The readings today feature women who were overjoyed at knowing they were to have their firstborn.

The first reading features a woman from the first years after the Israelites had settled into the Promised Land. At a place called Shiloh in the woodlands of Ephraim the tribes had built a wooden sanctuary for housing the Arc of the Covenant, and they had entrusted it to the priestly family of a man named Eli.

A man from Ramathaim named Elkanah used to come to Shiloh each year to offer a sacrifice before the Lord, and he would divide the sacrifice between his two wives, Peninnah and Hannah. Now, Peninnah had given him sons, and she scorned Hannah who had remained childless.

One day Hannah had come alone into the sanctuary to plead with the Lord for a son; and the old priest Eli, seeing her lips moving silently accused her of being drunk. When she told him the truth, Eli promised her that by the following year she would have a son.
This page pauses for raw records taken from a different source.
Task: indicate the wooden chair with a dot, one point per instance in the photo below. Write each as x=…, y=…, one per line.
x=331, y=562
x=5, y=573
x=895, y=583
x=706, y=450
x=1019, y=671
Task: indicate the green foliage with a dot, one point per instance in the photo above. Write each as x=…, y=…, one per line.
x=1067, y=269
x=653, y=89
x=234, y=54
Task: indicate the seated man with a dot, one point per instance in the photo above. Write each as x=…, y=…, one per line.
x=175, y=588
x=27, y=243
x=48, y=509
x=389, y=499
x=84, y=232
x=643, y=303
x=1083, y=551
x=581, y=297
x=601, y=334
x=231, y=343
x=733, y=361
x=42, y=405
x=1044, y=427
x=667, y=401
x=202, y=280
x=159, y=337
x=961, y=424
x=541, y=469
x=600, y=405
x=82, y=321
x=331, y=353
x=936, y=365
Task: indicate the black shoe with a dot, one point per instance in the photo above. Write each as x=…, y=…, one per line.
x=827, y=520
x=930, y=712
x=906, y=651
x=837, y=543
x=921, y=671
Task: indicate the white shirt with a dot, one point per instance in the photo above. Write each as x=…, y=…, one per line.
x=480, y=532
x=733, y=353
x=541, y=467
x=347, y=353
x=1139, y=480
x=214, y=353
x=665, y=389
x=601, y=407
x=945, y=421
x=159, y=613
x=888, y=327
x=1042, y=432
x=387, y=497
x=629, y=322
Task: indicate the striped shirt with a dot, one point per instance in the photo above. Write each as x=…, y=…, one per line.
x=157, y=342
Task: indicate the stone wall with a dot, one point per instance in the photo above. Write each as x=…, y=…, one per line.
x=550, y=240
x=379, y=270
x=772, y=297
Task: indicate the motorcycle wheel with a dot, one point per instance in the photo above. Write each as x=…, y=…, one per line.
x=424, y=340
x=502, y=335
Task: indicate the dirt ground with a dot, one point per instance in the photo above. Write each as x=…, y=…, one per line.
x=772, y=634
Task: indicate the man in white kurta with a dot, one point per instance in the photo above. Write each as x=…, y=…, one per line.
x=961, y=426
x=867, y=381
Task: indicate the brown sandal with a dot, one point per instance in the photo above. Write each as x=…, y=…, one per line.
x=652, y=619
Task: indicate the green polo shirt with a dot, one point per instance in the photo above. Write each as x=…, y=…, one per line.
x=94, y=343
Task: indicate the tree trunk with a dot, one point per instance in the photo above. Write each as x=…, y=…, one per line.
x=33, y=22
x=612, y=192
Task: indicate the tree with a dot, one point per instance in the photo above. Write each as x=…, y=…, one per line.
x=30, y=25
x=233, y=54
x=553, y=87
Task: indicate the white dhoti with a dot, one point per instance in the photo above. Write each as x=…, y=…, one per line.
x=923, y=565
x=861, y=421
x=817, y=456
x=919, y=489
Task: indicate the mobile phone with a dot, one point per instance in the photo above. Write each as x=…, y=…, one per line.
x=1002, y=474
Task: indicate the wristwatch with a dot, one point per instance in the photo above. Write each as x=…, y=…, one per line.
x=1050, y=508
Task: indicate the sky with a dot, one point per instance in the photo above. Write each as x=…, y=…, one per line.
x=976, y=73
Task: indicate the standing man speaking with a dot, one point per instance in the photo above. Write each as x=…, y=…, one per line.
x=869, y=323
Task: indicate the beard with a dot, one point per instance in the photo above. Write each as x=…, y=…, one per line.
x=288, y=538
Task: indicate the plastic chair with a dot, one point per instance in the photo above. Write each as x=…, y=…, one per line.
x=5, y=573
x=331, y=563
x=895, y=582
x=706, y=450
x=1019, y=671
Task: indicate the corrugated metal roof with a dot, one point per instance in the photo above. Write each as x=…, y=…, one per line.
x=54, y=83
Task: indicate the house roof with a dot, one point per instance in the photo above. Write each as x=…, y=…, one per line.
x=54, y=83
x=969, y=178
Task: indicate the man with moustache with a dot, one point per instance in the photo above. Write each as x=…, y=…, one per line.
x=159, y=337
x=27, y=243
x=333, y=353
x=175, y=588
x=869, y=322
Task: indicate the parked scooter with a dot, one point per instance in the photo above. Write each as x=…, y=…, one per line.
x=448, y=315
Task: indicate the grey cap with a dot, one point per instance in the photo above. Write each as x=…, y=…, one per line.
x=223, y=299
When that son, little Samuel came, Hannah gave him to the Lord at Shiloh, and every year she visited him with a new little robe she had knitted for him.     

Mary’s Magnificat of joy at bearing Jesus echoed the hymn Hannah offered up at Shiloh.

In my family, Joan, the first of my four sisters to be married, had to see her sisters all give birth while she remained childless. My happiest memory from those years came one evening after Joan had been married for seven years. Wearing winter red and blues, she stepped into our living room, clapping her hands, and calling out, “We’re going to have a baby, we’re going to have a baby!”